Mit dem mir vorgegebenen biblischen Text tue ich mich schwer. Bis jetzt verstand ich mich bestimmt nicht als «Wächterin». Welcher Anspruch! Bei diesem Gedanken kommt mir aber ein Gespräch vor wenigen Tagen mit einem Mann in den Sinn, der schwere Schuld auf sich geladen hatte. Dass ich sein Vertrauen habe, bedeutet mir als Seelsorgerin viel. Es war ein monatelanges und langsames Herantasten. Nach seinen Angaben würde ich einer wichtigen Person in seinem früheren Leben, «seiner Vormundin», gleichen. Das macht es mir leichter. Dann stellte ich ihm die Frage, die zu früh war: Wieso kam es zu Ihren Straftaten? Verhielt ich mich als «Wächterin»? Er antwortete mir, dass es bestimmte Voraussetzungen braucht, um dies sagen zu können. Und ich wusste, dass ich eine Spur zu neugierig und zu wenig geduldig war. Ich bin gespannt, ob es und wie es weitergeht mit dieser Begleitung. – Ich als Wächterin? Nein. Dieser Mensch weiss selber, was falsch war und bezahlt, und dies sage und schreibe ohne Bitterkeit!, eine lebenslange Haftstrafe.

Und doch kam mir mein Praktikumsbegleiter in den Sinn, der Jahrzehnte im Gefängnis als Seelsorger arbeitete. In einer unendlichen Geduld hörte er zu, denn es galt, die seelsorgerliche Beziehung nicht zu zerstören. Seine Worte waren: «Ich bin oft die einzige Person, mit dem die Gefangenen noch Kontakt haben. Also trage ich Sorge dazu.»
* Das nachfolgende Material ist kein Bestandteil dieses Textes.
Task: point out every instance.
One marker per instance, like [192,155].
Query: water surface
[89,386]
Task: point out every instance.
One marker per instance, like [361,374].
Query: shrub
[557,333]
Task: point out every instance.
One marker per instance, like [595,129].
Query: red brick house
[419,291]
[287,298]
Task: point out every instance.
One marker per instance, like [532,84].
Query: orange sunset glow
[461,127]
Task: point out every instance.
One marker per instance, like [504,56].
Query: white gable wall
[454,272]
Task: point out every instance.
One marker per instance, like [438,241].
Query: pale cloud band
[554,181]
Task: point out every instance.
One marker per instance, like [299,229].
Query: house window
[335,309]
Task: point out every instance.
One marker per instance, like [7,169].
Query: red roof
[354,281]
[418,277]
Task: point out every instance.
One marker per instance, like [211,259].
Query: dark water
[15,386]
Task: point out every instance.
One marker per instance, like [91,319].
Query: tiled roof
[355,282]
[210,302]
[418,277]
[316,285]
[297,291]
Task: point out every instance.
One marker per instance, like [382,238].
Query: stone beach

Es ist wichtig, dass wir Menschen nicht schummeln sollen, wenn es um schuldhaftes Verhalten und Verantwortung geht. Hinschauen, aber immer auch bei uns. Das macht uns klar, gerade und ehrlich. Und zu gegebener Zeit gilt es auch ein klares Wort zu sprechen, wenn das Leben von Menschen bedroht ist und Verantwortung für das Verhalten übernommen werden muss.
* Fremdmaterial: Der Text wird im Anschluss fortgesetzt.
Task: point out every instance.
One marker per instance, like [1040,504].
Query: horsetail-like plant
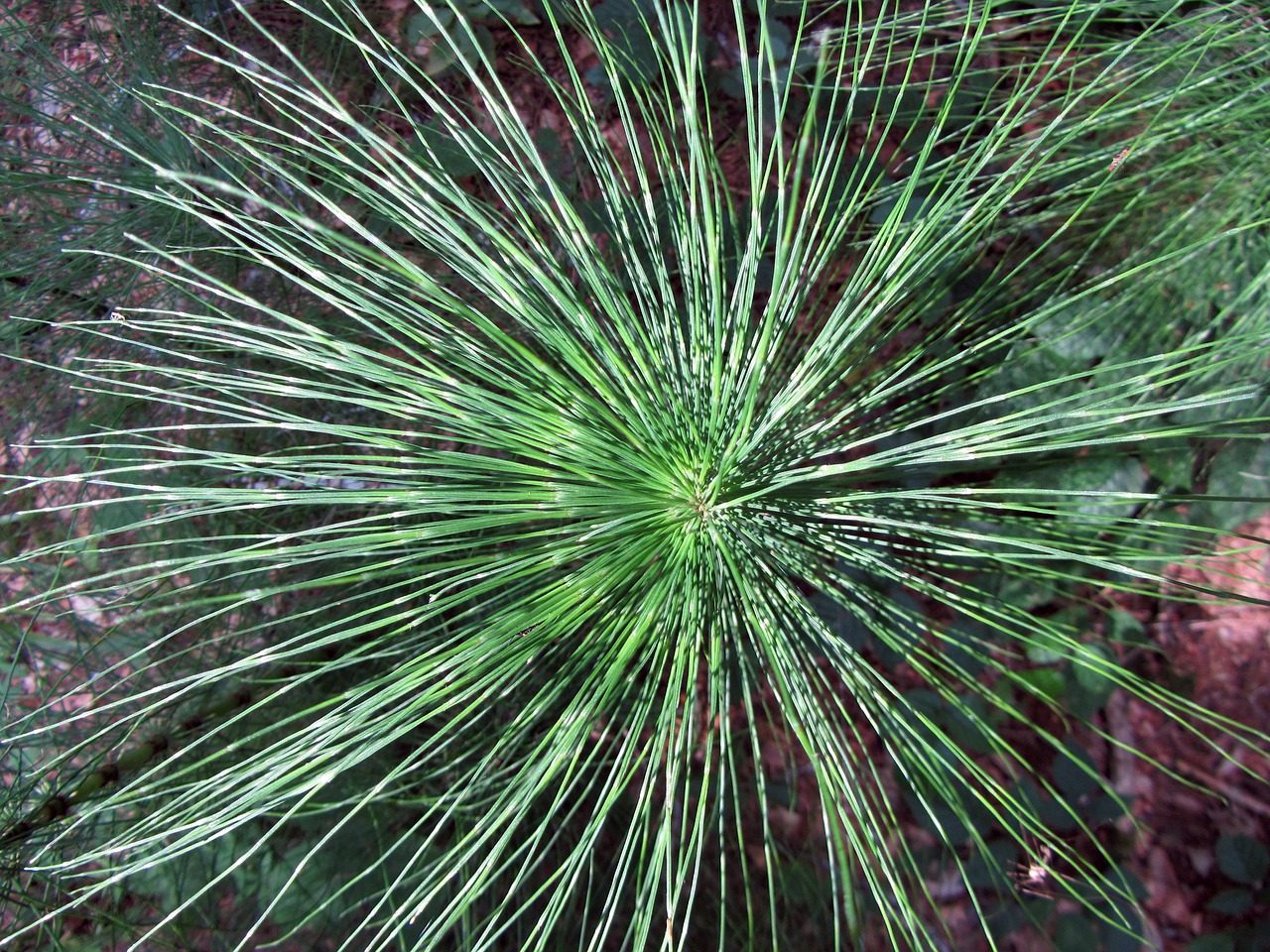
[557,477]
Im biblischen Text stellt Gott den Propheten Ezechiel schuldmindernd und schuldlösend vor den einzelnen Menschen. In unserer Zeit wie auch damals – der Text stammt aus dem 5. Jahrhundert vor der Zeitrechnung. Der Mensch erträgt seine Schwäche und Zerbrechlichkeit besser, wenn er von grosszügigen und selbstkritischen Menschen als Gegenüber begleitet wird. Glücklich, wer dies erleben durfte. So hält man sich besser aus und erhält Kraft zum Weitergehen.

Gott geht es darum, dass die Menschen aus Schuld, allerlei Verkrümmungen, Erstarrung und Hoffnungslosigkeit zu neuem Leben kommen. Das ist das Ziel. Und manchmal sind die «Wächter» dabei hilfreich.